MHA sends notice to Rahul Gandhi on citizenship
The Congress brandished documents of the said company which list Mr Gandhi’s citizenship as Indian.
New Delhi: Days before the high-profile contest in Amethi between Rahul Gandhi and Smriti Irani, the Union home ministry on Monday served a notice on the Congress president seeking a clarification on his citizenship status.
The home ministry notice to Mr Gandhi sought a reply within 15 days on his “factual position” on his citizenship status following a representation from BJP’s Rajya Sabha MP Subramanian Swamy.
Mr Swamy’s letter mentioned that in a British company’s annual returns filed on October 10, 2005, and October 31, 2006, Mr Gandhi’s date of birth has been given as June 19, 1970, and he had declared his nationality as British, the ministry said.
It said the letter mentioned that a company named Backops Limited was registered in the United Kingdom in 2003 with Mr Gandhi as one of its directors.

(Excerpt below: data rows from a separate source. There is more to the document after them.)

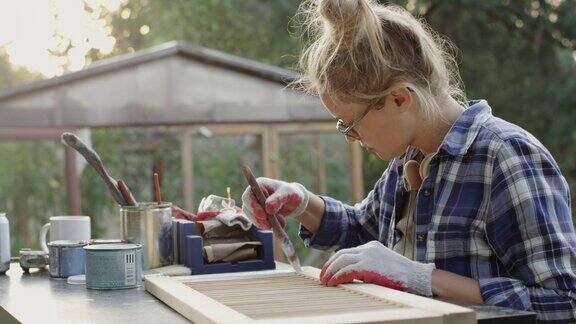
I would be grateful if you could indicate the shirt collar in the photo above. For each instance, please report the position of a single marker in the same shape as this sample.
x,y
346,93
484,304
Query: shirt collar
x,y
464,131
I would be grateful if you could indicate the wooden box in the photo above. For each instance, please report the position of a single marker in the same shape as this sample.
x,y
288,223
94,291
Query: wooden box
x,y
284,296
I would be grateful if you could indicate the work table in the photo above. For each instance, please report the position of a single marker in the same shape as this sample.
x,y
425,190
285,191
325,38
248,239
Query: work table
x,y
36,298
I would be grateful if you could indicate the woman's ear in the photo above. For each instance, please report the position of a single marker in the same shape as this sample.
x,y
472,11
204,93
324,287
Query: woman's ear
x,y
402,98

The Congress brandished documents of the said company which list Mr Gandhi’s citizenship as Indian. Party spokesperson Randeep Singh Surjewala said that the notice showed the desperation of the Modi government.
In 2015, the SC had dismissed a PIL seeking a CBI investigation into the citizenship of Mr Gandhi while noting that PIL pleas were not meant to target one individual or organisation but was a medium to resolve human suffering through good governance.
A bench of then Chief Justice of India H L Dattu and justice Amitava Roy had rubbished the plea questioning the source and authenticity of the documents attached to a petition.
In 2016, Lok Sabha Speaker Sumitra Mahajan had forwarded to the Parliamentary Ethics Committee, headed by veteran BJP leader L K Advani, Swamy's “complaint of ethical misconduct” against Gandhi that he had accessed documents in which the Congress leader had called himself “British”.
In his reply to the ethics committee on the allegations of British citizenship, Gandhi had said he had never “sought or acquired British citizenship” and that his “identity is that of an Indian”.
Gandhi also questioned the committee's decision to look into a “complaint that is not in order”, claiming it was “an endeavour to malign” him.
The panel had issued him a notice, seeking an explanation to whether he had once declared himself a British citizen on the legal papers of a company in the United Kingdom. The BJP described Mr Gandhi as a “man of mysteries”.
BJP spokesperson Sambit Patra asked “which is the real one — Rahul Gandhi London wale or Lutyens wale.”
Patra said the entire Rahul Gandhi's citizenship saga is a story of three Cs — citizenship, confusion and clarification.